Court of Appeal maintains Uwera Nsenga’s 20-year Jail Sentence

Court of Appeal upholds Jackline Uwera Nsenga's 20-year jail sentence; File

The Court of Appeal in Kampala has upheld the 20-year sentence handed to Jackline Uwera Nsenga by the High Court over the murder of her husband, Juvenal Nsenga.

Three justices of the Court of Appeal including Alphonse Owiny-Dollo, Elizabeth Musoke and Cheborion Barishaki ruled that there was nothing that would warrant overturning the lower court’s earlier decision.

In 2014, Justice Duncan Gaswaga sentenced Nsenga to 20 years’ imprisonment after being found guilty of knocking dead her husband as the climax of their domestic wrangles prompting her to appeal against the sentence. The then presiding judge Duncan Gaswaga ruled that based on the evidence presented before court, Nsenga could not have knocked her husband accidentally as claimed. According to the judge, prosecution proved beyond reasonable doubt that the accident which claimed Nsenga’s life was aforethought.

“We state that the learned trial judge was alive to the law on malice aforethought, he considered the facts in issue in the present case and addressed the evidence on each of the facts in issue before coming up to the correct decision to convict the appellant,” the judges ruled today.

The trio explained that evidence adduced during trial indicated that there was no evidence to prove that by knocking dead her husband, Nsenga’s actions were accidental as she had said in her appeal.

The judges however noted that everything points to a premeditated murder by Nsenga against her husband after having misunderstandings in their marriage.

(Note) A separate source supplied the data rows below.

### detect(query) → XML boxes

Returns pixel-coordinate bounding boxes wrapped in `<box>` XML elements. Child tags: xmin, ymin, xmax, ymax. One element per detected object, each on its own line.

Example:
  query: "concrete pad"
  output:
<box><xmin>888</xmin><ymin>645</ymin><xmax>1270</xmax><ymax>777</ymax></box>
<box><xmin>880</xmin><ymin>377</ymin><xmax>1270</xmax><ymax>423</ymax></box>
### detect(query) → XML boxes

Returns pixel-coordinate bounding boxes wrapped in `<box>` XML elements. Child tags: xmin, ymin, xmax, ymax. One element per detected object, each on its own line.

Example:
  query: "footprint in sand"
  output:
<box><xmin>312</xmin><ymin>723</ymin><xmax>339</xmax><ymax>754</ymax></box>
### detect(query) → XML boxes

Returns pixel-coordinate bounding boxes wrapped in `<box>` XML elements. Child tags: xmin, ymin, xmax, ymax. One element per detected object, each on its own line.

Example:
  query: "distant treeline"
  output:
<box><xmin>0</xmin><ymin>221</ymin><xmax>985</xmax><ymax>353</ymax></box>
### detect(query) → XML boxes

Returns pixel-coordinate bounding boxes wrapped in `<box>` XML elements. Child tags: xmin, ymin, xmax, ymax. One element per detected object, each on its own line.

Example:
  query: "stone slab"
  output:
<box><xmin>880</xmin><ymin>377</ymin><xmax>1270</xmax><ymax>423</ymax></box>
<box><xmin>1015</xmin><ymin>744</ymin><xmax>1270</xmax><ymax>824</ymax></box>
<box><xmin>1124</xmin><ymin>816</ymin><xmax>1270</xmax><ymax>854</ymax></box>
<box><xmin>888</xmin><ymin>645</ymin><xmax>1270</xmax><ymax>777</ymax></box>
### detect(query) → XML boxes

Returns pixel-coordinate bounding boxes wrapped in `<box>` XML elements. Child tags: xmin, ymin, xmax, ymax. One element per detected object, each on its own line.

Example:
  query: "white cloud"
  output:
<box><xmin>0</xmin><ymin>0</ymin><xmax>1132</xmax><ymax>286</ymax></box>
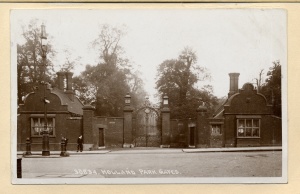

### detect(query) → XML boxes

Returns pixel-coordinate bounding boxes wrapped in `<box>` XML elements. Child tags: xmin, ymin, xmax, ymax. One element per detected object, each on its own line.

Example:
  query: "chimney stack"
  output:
<box><xmin>56</xmin><ymin>72</ymin><xmax>65</xmax><ymax>90</ymax></box>
<box><xmin>228</xmin><ymin>73</ymin><xmax>240</xmax><ymax>98</ymax></box>
<box><xmin>65</xmin><ymin>72</ymin><xmax>74</xmax><ymax>101</ymax></box>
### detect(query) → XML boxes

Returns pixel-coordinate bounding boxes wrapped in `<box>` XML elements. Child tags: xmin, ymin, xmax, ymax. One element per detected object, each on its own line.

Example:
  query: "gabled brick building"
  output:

“We take the view that the appellant’s conduct in ramming into the gate which the deceased was opening for her was not accidental. It is immaterial that the appellant didn’t know that it was the deceased who was opening the gate as we would still have found her guilty of murder.” the judges added.

The judges of the Court of Appeal insisted that there was malice when Jackie Nsenga knocked dead her husband, noting that it cannot be proved directly by rather through circumstantial evidence as was done by the trial judge.

The also noted that the manner in which the deceased was repeatedly overran with the vehicle which resulted into his death also pointed to malice by Nsenga.

“Our analysis has shown that the offense of which the appellant was charged was proven beyond reasonable doubt. We therefor e conclude that any point which was wrongly decided by the trial judge did not occasion a miscarriage of justice. Accordingly, the trial court’s decision to convict the appellant of the offence of murder contrary to section 188 and 189 of the Penal Code Act, cap 120 and to sentence her to 20 years imprisonment for that conviction is affirmed,” the judges ruled.